Fargo e l’assurdo alla base delle nostre vite
Siamo arrivati al cuore filosofico di questa magnifica serie: l’assurdo. Sia come categoria filosofica che come genere estetico. Come condizione esistenziale dell’uomo che scopre di vivere in un mondo privo di ordine, e quindi di senso. In filosofia l’assurdismo si riferisce al conflitto fra la tendenza dell’uomo di cercare valori e significati intrinseci nella vita e la sua incapacità – o l’impossibilità vera e propria – di trovarli con assoluta certezza. Il pensatore francese Albert Camus, riprendendo nel XX secolo la lezione ottocentesca del filosofo danese Søren Kierkegaard, sosteneva che agli individui non resta altro che abbracciare l’assurdo come condizione dell’esistenza umana.
Tornando alla nostra serie: uno degli elementi distintivi di Fargo è proprio il suo uso sistematico, quasi strategico, dei meccanismi dell’assurdo. Da un lato nella frequenza con cui ci mostra come l’assurdo sia presente tanto nella vita quotidiana quanto nelle situazioni estreme (un crimine violento, una macchinazione, un’impresa…). Dall’altro nella messa in scena di personaggi chiamati ad affrontarlo con modalità diverse: l’accettazione, la ribellione, la fuga, la rassegnazione, la speranza. Tutte, però, inevitabilmente votate al riconoscimento di come il senso ultimo della nostra vita sia, alla fine, il non-senso: appunto, l’Assurdo.

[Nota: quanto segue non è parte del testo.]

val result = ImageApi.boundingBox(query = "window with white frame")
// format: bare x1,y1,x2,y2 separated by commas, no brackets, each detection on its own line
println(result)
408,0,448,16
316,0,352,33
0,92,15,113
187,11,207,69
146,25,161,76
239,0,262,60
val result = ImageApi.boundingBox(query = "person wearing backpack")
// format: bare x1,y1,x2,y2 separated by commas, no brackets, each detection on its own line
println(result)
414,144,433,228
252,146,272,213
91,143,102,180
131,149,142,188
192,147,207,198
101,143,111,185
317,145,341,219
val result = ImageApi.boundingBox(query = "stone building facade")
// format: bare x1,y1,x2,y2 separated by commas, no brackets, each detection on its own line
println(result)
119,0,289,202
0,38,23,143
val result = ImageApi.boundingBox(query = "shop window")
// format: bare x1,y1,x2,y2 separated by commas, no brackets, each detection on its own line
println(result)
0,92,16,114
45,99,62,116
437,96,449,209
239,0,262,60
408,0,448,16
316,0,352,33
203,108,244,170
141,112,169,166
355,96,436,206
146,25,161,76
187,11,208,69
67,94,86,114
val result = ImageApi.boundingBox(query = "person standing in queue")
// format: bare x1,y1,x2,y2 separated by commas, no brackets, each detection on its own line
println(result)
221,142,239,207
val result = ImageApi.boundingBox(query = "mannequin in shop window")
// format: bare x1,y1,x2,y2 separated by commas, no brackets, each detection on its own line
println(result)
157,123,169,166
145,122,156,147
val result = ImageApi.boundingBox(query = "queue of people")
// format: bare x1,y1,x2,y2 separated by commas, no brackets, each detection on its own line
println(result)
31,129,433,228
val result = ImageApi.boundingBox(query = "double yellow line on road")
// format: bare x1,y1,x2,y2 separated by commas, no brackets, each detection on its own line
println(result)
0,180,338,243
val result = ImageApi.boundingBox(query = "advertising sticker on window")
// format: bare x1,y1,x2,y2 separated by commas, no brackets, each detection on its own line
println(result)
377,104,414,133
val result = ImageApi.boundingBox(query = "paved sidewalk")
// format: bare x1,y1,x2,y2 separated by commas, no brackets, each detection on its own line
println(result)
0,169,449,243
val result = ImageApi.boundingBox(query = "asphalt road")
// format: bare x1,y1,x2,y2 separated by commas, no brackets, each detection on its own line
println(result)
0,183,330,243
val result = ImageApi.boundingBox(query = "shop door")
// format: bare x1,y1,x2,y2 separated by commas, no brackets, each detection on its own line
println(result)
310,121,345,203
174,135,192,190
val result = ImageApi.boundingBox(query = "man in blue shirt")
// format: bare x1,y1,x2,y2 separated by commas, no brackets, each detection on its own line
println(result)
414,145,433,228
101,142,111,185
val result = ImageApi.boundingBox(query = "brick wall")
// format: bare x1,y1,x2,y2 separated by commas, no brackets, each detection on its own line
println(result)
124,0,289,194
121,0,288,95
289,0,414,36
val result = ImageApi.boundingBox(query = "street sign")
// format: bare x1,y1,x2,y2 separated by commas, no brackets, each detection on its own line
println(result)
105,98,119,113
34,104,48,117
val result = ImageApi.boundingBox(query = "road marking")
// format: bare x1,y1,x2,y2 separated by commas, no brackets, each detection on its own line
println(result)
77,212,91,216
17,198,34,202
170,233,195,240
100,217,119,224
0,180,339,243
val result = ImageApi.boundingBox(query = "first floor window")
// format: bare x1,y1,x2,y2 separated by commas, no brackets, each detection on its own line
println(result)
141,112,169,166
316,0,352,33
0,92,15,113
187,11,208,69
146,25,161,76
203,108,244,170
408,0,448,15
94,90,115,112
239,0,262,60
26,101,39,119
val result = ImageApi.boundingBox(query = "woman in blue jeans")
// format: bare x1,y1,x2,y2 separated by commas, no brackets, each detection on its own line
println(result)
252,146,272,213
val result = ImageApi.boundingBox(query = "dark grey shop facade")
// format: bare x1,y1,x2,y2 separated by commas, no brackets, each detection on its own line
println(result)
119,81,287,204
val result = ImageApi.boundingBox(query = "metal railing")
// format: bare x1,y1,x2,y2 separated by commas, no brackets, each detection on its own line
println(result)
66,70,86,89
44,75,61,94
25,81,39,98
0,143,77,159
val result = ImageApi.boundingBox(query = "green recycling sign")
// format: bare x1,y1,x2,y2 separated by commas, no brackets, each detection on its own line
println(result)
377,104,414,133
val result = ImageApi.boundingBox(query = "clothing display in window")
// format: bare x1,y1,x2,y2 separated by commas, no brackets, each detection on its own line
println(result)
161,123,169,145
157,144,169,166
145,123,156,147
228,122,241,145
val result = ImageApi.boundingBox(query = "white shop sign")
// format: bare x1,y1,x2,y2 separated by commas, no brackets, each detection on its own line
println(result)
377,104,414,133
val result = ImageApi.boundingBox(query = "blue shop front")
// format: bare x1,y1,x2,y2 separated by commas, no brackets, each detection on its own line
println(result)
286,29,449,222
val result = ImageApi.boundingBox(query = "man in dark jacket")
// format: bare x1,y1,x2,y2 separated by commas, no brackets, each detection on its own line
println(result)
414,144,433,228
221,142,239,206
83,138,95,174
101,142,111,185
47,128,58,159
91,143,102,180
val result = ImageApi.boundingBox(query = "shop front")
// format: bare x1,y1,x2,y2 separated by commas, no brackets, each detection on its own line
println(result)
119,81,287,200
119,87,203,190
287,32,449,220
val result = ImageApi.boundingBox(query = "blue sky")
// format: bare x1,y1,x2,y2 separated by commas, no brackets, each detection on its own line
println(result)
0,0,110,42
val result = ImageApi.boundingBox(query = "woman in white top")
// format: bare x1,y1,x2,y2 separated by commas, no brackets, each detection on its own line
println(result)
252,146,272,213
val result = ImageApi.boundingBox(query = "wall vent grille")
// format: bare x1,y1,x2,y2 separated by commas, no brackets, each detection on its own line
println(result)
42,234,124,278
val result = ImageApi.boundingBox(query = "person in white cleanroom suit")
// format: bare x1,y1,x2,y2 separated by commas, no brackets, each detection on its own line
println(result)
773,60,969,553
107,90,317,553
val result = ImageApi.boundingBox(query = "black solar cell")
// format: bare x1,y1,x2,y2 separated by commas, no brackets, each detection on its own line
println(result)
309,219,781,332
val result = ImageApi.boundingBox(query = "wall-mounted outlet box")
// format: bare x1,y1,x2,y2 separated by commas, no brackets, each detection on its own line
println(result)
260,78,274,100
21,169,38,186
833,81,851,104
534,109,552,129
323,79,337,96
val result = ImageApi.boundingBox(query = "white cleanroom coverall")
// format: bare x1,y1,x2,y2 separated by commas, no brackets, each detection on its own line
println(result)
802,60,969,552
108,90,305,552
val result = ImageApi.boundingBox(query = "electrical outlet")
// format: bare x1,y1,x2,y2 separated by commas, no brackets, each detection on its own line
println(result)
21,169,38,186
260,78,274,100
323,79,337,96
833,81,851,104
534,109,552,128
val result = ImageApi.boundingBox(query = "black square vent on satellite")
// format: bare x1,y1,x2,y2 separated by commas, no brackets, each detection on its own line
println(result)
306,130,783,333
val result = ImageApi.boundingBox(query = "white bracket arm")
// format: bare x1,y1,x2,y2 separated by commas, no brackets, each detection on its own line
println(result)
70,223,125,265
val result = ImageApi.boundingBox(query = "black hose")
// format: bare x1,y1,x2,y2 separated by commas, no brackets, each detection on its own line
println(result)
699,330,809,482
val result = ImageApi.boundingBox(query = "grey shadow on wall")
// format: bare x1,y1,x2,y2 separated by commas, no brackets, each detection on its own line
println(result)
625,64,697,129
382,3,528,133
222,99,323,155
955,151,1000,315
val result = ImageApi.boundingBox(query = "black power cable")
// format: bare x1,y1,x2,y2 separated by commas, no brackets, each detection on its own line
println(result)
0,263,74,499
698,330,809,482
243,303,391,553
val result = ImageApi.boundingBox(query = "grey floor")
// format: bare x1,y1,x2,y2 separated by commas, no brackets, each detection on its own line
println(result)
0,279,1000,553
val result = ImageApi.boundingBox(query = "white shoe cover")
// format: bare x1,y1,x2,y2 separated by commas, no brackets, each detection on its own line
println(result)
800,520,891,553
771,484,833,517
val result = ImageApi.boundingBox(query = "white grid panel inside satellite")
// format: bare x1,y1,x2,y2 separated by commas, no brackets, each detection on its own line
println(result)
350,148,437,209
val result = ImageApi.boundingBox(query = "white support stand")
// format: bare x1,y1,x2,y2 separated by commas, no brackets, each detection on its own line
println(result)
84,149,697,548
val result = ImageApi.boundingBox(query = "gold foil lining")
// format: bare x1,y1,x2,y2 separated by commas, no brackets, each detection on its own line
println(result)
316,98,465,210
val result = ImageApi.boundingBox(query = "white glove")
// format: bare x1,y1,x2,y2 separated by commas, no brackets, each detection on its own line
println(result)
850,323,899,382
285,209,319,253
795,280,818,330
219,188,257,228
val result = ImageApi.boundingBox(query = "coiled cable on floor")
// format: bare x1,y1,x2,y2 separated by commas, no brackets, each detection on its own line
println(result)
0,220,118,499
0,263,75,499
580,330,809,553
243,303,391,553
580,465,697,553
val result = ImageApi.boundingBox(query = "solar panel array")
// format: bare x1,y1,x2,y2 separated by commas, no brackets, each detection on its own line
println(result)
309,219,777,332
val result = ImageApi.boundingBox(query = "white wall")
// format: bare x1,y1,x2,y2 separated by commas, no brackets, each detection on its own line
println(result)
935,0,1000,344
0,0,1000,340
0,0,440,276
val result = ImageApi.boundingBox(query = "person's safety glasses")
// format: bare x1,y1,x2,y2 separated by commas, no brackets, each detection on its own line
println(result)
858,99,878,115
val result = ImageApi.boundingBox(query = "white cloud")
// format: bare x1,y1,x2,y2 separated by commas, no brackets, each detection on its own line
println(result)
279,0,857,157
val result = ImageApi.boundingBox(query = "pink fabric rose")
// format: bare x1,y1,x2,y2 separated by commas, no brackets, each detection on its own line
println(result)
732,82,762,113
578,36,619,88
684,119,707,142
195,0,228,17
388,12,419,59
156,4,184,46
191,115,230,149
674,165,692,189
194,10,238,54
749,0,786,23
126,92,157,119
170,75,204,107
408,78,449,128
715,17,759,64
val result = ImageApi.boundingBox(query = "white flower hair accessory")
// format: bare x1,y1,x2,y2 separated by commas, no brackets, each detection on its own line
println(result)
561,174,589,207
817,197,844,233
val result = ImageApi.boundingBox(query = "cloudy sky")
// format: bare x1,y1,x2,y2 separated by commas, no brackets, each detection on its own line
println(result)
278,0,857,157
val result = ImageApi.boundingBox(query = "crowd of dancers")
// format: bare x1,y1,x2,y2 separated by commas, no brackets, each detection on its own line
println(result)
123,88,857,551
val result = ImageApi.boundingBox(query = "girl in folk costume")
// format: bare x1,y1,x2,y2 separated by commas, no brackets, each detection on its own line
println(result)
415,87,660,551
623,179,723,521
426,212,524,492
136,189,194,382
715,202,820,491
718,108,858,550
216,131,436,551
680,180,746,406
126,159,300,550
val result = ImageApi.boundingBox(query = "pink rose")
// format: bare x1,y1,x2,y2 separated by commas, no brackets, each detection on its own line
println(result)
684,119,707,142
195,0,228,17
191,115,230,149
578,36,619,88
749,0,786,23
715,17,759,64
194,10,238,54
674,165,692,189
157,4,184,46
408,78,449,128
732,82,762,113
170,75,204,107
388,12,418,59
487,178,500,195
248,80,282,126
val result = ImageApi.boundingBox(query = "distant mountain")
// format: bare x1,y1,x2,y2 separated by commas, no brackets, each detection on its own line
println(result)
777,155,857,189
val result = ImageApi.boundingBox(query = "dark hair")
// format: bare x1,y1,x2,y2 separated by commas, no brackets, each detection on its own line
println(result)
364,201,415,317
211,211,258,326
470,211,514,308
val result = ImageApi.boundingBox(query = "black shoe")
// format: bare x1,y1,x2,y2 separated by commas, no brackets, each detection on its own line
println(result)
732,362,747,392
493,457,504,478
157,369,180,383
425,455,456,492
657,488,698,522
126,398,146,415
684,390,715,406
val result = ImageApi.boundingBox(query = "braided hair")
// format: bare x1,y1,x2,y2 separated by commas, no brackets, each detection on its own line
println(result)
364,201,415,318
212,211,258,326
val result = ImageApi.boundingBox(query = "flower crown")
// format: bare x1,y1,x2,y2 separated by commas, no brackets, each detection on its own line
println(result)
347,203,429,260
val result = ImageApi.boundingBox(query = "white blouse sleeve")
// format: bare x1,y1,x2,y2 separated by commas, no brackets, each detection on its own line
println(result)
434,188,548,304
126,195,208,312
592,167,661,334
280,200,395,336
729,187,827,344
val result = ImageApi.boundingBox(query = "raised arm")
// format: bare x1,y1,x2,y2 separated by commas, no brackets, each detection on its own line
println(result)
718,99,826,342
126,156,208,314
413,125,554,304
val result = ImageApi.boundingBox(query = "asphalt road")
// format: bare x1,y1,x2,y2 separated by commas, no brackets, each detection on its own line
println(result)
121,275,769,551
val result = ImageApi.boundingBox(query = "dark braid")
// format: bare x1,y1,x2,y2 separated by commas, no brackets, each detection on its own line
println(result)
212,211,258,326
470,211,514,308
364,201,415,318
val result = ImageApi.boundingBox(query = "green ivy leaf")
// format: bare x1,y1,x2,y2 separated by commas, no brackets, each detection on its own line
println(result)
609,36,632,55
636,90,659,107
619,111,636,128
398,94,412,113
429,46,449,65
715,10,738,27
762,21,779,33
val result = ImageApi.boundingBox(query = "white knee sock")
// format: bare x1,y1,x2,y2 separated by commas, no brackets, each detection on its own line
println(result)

Si può essere buoni o cattivi, morali o immorali, corretti o scorretti; e ancora intelligenti o stupidi, ambiziosi o modesti, coraggiosi o pavidi, taciturni o loquaci: non cambia poi niente. Siamo, come ricordava il poema omerico, foglie che nascono, muoiono, si disperdono al vento. O mosche che si agitano invano – inconsapevoli che più si dibattono e più affondano nella ragnatela beffarda dell’esistenza.